Hello @krishung5 , I am very happy to your reply. This is my command to run the docker container, and the above results are got.
docker run --gpus all -itd --pid=host --net bridge --name triton-serve --shm-size=2g --ulimit memlock=-1 --ulimit stack=67108864 -p 8000:8000 -p 8001:8001 -p 8002:8002 -v $PWD/model_repository:/models nvcr.io/nvidia/tritonserver:23.07-py3
In addition, I continue to test the pytorch model (fc_model_pt). The following is logs:
I0824 05:50:11.696933 5921 http_server.cc:3452] HTTP request: 2 /v2/models/fc_model_pt/versions/1/infer
I0824 05:50:11.697026 5921 infer_request.cc:751] [request id: <id_unknown>] prepared: [0x0x7f0850007570] request id: , model: fc_model_pt, requested version: 1, actual version: 1, flags: 0x0, correlation id: 0, batch size: 1, priority: 0, timeout (us): 0
original inputs:
[0x0x7f0850002a48] input: input__0, type: INT64, original shape: [1,2], batch + shape: [1,2], shape: [2]
override inputs:
inputs:
[0x0x7f0850002a48] input: input__0, type: INT64, original shape: [1,2], batch + shape: [1,2], shape: [2]
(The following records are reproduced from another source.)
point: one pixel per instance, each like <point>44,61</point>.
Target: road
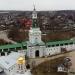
<point>38,61</point>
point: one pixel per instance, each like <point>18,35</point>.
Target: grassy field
<point>48,68</point>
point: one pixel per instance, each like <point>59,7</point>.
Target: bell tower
<point>34,32</point>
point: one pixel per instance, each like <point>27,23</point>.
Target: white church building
<point>35,47</point>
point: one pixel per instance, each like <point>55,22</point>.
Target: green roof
<point>13,45</point>
<point>60,42</point>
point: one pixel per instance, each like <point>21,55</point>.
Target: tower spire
<point>34,18</point>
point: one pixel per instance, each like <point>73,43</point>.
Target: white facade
<point>37,48</point>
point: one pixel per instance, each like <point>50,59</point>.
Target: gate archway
<point>37,53</point>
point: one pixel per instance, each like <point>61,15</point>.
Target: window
<point>66,43</point>
<point>48,45</point>
<point>24,47</point>
<point>52,45</point>
<point>71,43</point>
<point>57,44</point>
<point>61,44</point>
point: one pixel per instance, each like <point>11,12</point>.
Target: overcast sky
<point>40,4</point>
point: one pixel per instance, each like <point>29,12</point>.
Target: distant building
<point>14,64</point>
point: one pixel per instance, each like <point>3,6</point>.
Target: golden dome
<point>21,60</point>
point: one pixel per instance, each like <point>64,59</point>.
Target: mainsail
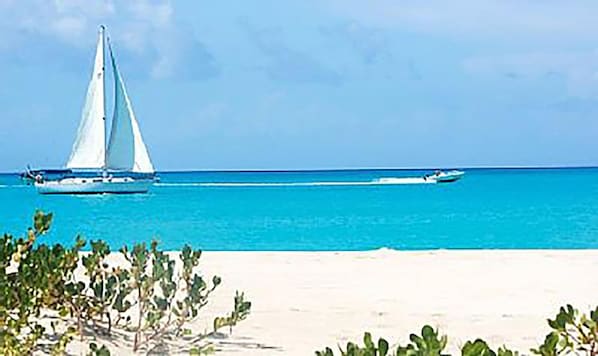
<point>89,147</point>
<point>126,150</point>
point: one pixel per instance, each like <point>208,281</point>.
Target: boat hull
<point>94,186</point>
<point>448,177</point>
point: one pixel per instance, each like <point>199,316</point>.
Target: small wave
<point>380,181</point>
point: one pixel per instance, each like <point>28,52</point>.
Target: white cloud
<point>507,19</point>
<point>142,26</point>
<point>579,69</point>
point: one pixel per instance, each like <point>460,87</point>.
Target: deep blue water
<point>488,208</point>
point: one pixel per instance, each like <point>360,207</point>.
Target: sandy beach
<point>304,301</point>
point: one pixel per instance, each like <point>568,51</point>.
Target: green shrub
<point>573,333</point>
<point>36,278</point>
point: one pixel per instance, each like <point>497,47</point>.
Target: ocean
<point>327,210</point>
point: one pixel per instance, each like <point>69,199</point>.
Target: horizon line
<point>282,170</point>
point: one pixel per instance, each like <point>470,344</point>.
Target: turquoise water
<point>328,210</point>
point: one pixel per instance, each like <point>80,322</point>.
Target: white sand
<point>304,301</point>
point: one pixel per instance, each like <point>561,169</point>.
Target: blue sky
<point>311,83</point>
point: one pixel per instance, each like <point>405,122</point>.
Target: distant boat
<point>445,177</point>
<point>120,164</point>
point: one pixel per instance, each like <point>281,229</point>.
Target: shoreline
<point>305,301</point>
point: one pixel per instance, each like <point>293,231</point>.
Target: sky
<point>311,84</point>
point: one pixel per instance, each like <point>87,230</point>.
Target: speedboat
<point>445,177</point>
<point>100,164</point>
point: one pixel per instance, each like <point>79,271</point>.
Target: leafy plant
<point>572,333</point>
<point>36,279</point>
<point>352,349</point>
<point>240,312</point>
<point>430,343</point>
<point>94,350</point>
<point>31,278</point>
<point>166,302</point>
original requested outputs:
output__0
output__1
requested outputs:
output__0
output__1
I0824 05:50:11.697385 5921 libtorch.cc:2666] model fc_model_pt, instance fc_model_pt_0, executing 1 requests
I0824 05:50:11.697411 5921 libtorch.cc:1224] TRITONBACKEND_ModelExecute: Running fc_model_pt_0 with 1 requests
I0824 05:50:11.697553 5921 pinned_memory_manager.cc:162] pinned memory allocation: size 16, addr 0x205000090
I0824 05:50:11.703377 5921 infer_response.cc:167] add response output: output: output__0, type: FP32, shape: [1,2,4]
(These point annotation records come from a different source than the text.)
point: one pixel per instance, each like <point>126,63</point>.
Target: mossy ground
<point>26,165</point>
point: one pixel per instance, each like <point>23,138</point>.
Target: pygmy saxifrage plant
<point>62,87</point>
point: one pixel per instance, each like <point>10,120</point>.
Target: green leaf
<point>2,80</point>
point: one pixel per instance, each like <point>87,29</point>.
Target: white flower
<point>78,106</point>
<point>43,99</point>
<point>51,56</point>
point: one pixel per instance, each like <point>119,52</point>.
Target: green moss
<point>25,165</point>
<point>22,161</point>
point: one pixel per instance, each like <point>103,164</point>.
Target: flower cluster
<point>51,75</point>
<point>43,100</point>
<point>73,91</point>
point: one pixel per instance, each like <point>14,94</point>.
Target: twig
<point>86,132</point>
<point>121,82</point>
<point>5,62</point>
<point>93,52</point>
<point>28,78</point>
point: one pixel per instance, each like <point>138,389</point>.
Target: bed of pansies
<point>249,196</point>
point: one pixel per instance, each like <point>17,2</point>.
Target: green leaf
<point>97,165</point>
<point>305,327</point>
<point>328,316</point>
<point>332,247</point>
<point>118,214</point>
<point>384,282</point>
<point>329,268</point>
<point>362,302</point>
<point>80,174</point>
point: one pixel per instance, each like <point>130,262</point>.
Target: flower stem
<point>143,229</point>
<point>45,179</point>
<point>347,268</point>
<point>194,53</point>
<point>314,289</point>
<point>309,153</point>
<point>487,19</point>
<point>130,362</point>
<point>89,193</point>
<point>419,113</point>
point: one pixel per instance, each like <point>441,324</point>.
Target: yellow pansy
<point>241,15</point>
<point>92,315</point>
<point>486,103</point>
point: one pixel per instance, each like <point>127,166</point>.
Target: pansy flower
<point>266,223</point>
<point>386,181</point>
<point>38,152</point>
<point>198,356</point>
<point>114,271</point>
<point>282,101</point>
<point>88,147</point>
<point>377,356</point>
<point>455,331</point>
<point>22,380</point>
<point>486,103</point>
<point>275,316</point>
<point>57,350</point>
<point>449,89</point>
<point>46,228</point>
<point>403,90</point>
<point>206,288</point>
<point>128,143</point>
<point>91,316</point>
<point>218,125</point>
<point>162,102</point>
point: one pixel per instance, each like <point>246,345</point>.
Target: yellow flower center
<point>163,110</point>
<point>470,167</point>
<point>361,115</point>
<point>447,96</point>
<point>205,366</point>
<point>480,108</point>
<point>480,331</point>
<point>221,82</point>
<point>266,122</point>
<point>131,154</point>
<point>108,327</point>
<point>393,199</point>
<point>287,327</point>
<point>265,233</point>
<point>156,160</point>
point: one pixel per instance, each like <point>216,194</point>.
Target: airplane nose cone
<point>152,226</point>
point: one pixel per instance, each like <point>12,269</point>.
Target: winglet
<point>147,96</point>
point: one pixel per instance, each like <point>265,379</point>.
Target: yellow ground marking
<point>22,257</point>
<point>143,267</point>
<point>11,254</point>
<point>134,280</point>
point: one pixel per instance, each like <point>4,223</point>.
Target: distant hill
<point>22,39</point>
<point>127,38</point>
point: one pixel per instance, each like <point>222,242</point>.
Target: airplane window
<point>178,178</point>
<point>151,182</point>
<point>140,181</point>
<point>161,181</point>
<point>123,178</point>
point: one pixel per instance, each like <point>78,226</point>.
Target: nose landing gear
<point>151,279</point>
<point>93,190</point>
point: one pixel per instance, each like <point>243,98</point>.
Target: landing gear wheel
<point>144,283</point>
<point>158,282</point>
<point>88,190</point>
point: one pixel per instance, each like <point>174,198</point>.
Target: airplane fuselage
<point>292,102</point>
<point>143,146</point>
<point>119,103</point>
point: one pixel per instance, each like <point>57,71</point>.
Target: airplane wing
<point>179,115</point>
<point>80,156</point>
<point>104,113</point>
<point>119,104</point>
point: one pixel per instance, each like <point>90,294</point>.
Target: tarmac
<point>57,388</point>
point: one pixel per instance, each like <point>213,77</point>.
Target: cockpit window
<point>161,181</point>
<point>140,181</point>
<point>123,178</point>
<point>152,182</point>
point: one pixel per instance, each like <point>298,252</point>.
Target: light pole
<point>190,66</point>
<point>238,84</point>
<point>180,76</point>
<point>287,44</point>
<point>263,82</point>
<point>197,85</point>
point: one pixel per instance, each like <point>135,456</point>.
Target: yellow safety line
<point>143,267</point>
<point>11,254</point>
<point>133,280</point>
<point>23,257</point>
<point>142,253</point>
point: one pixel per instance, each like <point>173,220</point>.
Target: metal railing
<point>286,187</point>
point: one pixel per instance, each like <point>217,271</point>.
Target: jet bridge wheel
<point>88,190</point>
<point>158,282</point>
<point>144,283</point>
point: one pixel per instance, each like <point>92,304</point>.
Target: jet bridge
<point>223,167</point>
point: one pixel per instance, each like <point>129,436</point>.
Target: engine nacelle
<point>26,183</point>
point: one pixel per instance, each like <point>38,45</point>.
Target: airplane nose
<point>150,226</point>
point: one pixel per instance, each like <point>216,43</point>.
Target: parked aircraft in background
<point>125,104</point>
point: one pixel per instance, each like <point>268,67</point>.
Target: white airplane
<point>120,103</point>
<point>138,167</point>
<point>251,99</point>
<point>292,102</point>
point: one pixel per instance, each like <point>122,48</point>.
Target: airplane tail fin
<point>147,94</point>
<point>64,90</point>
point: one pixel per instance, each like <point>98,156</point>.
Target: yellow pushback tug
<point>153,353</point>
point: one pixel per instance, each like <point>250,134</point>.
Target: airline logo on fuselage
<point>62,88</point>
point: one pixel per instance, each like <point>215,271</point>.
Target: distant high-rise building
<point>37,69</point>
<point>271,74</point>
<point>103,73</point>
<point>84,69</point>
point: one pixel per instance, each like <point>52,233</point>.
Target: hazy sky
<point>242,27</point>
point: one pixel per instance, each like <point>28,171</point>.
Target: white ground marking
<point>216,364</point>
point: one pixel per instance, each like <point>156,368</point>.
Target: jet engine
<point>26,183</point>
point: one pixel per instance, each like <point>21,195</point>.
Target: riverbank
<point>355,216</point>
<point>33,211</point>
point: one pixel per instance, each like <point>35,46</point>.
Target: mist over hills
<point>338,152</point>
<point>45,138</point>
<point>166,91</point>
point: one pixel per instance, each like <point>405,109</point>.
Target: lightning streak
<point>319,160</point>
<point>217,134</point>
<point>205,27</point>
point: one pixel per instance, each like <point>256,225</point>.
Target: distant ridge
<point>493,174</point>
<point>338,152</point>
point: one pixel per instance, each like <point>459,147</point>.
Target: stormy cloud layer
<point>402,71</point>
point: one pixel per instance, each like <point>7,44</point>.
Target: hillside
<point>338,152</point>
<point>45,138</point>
I0824 05:50:11.703413 5921 http_server.cc:1103] HTTP: unable to provide 'output__0' in GPU, will use CPU
I0824 05:50:11.703433 5921 http_server.cc:1123] HTTP using buffer for: 'output__0', size: 32, addr: 0x7f080b976120
I0824 05:50:11.703449 5921 pinned_memory_manager.cc:162] pinned memory allocation: size 32, addr 0x2050000c0
I0824 05:50:11.703511 5921 infer_response.cc:167] add response output: output: output__1, type: FP32, shape: [1,2,8]
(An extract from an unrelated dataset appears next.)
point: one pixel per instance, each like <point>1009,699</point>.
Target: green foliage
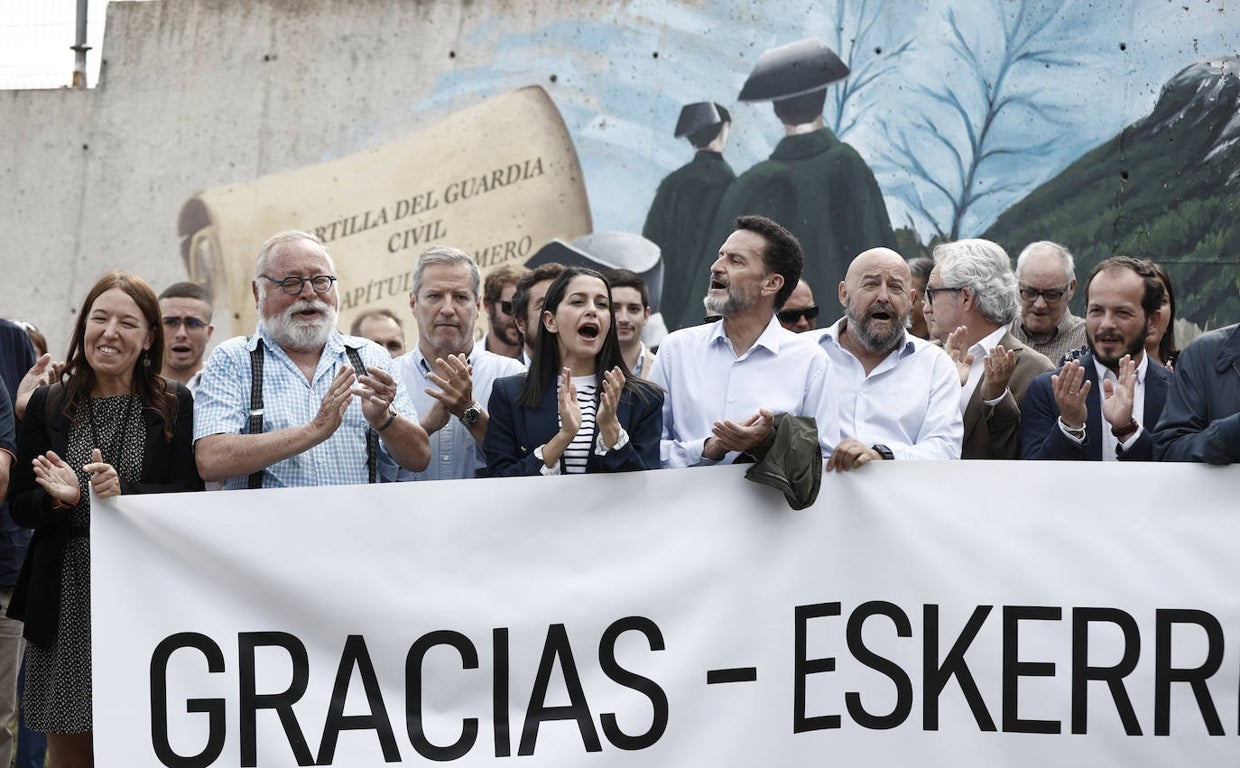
<point>1148,197</point>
I0824 05:50:11.703528 5921 http_server.cc:1103] HTTP: unable to provide 'output__1' in GPU, will use CPU
I0824 05:50:11.703551 5921 http_server.cc:1123] HTTP using buffer for: 'output__1', size: 64, addr: 0x7f080b978760
I0824 05:50:11.703569 5921 pinned_memory_manager.cc:162] pinned memory allocation: size 64, addr 0x2050000f0
I0824 05:50:11.704716 5921 pinned_memory_manager.cc:191] pinned memory deallocation: addr 0x2050000c0
I0824 05:50:11.704754 5921 pinned_memory_manager.cc:191] pinned memory deallocation: addr 0x2050000f0
I0824 05:50:11.704885 5921 http_server.cc:1197] HTTP release: size 32, addr 0x7f080b976120
I0824 05:50:11.704903 5921 http_server.cc:1197] HTTP release: size 64, addr 0x7f080b978760
I0824 05:50:11.704947 5921 pinned_memory_manager.cc:191] pinned memory deallocation: addr 0x205000090
I notice the following information. My model can not use GPU to inference, I don't know the reason appearing the this kind of phenomenon
- I0824 05:50:11.703413 5921 http_server.cc:1103] HTTP: unable to provide 'output__0' in GPU, will use CPU
- I0824 05:50:11.703528 5921 http_server.cc:1103] HTTP: unable to provide 'output__1' in GPU, will use CPU
Having the same issue, any solution?
Apologize for the delay reply. Regarding
I0824 05:50:11.703413 5921 http_server.cc:1103] HTTP: unable to provide 'output__0' in GPU, will use CPU I0824 05:50:11.703528 5921 http_server.cc:1103] HTTP: unable to provide 'output__1' in GPU, will use CPU
This is expected, as the final buffers will be allocated in CPU to be transported over the network.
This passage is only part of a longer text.